Just saw this was a mod that was created. It uses what I feel would be a good strategy for managing versions. If you look at the various update strategy options it handles versioning in a multitude of ways some of which make it easy on the developer, and some of which are more open such as the json option. I see no reason why we can't just pull from GitHub releases for some mods (as an example), and pull from json for others, but I think it would be good to have that flexibility. Developers who want an easy route can just specify GitHub in the manifest (or just git in general because most git hosting websites work the same) and have the index read from GH releases, developers that want more control can specify JSON in the manifest and write their own index file in the root of their repository.

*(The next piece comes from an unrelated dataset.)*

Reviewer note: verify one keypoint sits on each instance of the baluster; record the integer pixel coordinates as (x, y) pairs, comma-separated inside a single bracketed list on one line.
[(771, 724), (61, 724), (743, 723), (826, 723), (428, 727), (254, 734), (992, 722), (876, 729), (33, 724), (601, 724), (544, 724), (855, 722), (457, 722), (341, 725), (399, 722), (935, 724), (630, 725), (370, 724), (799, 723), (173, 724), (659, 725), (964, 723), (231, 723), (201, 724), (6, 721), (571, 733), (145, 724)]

https://gitea.thebrokenrail.com/TheBrokenRail/ModUpdater/src/branch/master/MOD_DEVELOPER.md

stairman06 commented 4 years ago

Right now I think maintaining an index of mods and figuring out how to serve them shouldn't be high priority - I think we should be more focused on developing a standard that can be used by some of the new hosting services (like Diluv and Modrinth). That isn't to say using Releases is a bad idea, I just think the format should be of higher priority right now. Releases integration could be handled on the end of the hosting services, so it wouldn't be tied directly to the JSON format. This is all my opinion, of course so feel free to debate if you think otherwise.

immibis commented 4 years ago

If we split up MCIP into sub-projects - index specification -> data collection -> distribution - then we don't really need to consider distribution efficiency until the distribution stage. The data collection stage can happily create a single file, even if it's something silly like multiple gigabytes of JSON.